Jóhannsson took a poem from the chapter, its title for his composition, and used it as the basis of his piece. Where the free-flowing energy of Adams’ words took him were the modern-day dynamos of his native country land.
“In Iceland, the countryside is littered with power stations which generate power from waterfalls and thermal energy. So I went and recorded the sounds beside these places—the really powerful drones and the sounds of the dynamos in action.”
In addition to his field recordings, to begin and end the piece, Jóhannsson uses a 50 Hz hum, which occurs naturally in electricity, like when electronic gear is connected poorly. Jóhannsson challenged himself to work with the harmonics in the tone.
Naturally, it’s his love of all things electric that set him on his current course of being a contemporary composer with his unique blend of influences.
“I come from a rock background. I used to play in rock bands, like, wall of noise guitar, and I still do. I am very interested in the extremes of the spectrum—going from softly and quietly to having this whole dynamic range, which is why it’s so amazing to work with a string section. If you amplify it, you can go up to a deafening noise. Like you say, this immersion, I like music that creates an atmosphere, an environment almost, to live in. It’s kind of ritualistic in a way.”
He comments that he doesn’t grandstand while on stage, for the sake of his compositions.
“When I perform, I don’t talk or address the audience because I don’t want to insert my personality into the experience. I just want to create a moment where you get lost or the saturation of the moment, where [the listener] becomes totally engaged in the constant experience.”
Jóhannsson’s use of dynamics is certainly something to experience firsthand, though they hold up just as well on record—like on The Miners’ Hymns, which was influenced by the loss of England’s coal mining industry, and the brass bands comprised of miners that still hold the torn communities together to this day.
But at the behest of Jóhannsson’s compositions, how do classically trained players contribute to his unusual sounds?
“Working with classical musicians, you have to speak their language. You have to basically communicate very clearly what you want to do. If you communicate very clearly on paper, then it works out fine. Of course, it’s preferable to work with players who are enthusiastic about new music and are kind of adventurous. And it’s great when classical musicians are, and can improvise a bit.

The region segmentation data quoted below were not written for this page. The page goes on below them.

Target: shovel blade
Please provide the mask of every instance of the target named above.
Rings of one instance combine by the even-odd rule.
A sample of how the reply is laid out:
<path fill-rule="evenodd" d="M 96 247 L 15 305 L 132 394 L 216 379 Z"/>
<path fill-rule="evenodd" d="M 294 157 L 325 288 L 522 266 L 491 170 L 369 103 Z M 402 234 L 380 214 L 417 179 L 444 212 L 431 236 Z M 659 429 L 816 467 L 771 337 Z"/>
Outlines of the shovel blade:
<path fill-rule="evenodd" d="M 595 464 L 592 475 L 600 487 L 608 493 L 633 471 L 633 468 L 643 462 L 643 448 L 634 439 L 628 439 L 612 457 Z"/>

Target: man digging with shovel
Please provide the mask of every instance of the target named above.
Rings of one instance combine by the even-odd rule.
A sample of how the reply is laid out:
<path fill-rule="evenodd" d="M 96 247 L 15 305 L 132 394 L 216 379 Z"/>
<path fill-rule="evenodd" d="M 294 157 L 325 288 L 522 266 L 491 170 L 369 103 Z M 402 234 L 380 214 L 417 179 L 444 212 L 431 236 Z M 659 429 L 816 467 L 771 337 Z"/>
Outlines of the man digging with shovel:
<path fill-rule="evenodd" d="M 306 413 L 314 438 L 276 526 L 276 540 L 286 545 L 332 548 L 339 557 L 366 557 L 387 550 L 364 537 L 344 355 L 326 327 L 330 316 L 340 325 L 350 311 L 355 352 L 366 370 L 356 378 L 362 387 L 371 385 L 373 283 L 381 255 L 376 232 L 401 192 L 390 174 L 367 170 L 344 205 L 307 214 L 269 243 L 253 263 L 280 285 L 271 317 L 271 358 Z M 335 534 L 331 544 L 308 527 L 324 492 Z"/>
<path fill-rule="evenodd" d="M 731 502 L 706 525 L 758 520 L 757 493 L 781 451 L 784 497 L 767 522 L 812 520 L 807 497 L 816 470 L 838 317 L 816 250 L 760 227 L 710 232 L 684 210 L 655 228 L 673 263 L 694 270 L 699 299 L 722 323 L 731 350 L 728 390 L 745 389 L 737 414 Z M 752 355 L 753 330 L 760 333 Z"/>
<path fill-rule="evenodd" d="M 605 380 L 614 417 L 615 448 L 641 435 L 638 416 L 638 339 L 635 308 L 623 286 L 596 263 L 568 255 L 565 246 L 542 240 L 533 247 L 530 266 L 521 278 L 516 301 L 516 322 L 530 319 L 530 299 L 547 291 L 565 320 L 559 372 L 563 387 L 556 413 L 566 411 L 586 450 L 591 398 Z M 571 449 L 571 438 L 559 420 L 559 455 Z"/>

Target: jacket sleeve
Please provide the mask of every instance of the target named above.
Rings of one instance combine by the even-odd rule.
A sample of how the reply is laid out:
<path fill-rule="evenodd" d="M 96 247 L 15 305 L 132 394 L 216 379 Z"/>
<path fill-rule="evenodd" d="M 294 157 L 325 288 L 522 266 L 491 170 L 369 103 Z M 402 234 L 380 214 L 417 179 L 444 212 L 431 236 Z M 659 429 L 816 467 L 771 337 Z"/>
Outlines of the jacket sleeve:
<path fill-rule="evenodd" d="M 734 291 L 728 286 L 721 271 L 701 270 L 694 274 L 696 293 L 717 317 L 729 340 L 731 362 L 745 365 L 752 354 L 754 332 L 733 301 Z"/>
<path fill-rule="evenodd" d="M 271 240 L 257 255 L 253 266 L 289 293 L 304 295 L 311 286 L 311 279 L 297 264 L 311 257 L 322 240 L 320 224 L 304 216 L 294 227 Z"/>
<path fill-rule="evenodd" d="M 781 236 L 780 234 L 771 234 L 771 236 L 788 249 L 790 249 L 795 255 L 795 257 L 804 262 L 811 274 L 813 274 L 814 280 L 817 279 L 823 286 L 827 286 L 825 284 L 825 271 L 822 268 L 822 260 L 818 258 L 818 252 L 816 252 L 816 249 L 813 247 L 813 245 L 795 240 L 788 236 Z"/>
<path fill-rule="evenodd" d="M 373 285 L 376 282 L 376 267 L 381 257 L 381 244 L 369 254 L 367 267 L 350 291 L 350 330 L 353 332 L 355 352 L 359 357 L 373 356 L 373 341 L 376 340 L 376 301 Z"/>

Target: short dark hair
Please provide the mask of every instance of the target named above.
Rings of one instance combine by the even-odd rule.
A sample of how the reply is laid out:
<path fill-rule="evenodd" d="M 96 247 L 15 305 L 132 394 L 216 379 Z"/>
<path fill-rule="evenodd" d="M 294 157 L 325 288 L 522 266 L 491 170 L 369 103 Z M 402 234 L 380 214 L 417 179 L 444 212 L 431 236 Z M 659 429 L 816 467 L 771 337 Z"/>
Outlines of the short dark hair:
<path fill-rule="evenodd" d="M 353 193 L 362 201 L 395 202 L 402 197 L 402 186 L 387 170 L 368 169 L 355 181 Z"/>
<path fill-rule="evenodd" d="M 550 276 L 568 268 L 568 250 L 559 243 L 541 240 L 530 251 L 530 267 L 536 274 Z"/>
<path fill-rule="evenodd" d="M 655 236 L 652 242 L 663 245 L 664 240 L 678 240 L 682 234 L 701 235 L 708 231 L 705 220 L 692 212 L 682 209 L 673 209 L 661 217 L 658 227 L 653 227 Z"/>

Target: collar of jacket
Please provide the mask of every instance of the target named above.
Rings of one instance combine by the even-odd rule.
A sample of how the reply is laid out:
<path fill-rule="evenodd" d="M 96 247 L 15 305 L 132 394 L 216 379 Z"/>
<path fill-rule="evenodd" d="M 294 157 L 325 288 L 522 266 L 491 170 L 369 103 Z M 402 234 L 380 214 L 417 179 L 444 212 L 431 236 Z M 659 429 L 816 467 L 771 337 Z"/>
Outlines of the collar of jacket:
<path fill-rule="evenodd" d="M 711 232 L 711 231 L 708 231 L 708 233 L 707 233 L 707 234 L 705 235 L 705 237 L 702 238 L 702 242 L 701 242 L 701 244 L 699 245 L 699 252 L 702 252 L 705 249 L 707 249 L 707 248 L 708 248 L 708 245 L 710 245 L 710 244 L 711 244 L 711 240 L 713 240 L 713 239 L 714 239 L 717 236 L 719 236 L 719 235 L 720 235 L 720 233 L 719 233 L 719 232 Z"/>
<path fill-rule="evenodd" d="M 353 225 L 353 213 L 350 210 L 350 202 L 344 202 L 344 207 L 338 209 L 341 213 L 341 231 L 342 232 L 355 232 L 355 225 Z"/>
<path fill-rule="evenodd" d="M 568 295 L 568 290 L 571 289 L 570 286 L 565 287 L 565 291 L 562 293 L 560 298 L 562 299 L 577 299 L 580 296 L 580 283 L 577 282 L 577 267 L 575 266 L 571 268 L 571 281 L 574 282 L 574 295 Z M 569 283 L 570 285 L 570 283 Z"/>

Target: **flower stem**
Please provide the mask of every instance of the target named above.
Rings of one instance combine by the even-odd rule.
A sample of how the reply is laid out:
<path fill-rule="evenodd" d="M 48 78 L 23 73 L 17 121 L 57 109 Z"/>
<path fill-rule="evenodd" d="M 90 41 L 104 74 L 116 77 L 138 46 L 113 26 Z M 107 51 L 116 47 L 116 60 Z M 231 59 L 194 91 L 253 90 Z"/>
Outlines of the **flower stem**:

And these days, a lot of young musicians are—they have a background in electronic music, in rock music and have a much more open approach—they’re flexible and they can approach different environments. It’s amazing when you can have the best of both worlds, when you can have players with amazing technical ability, but also a kind of flexibility and a kind of openness to other ways of working which are not purely academic or classical. I’m lucky to have worked with a lot of players like that. Most of the players on my records have a history like that.”
And thankfully, with the WSO having run its New Music Festival for 21 years, who better to play out Jóhannsson’s composition?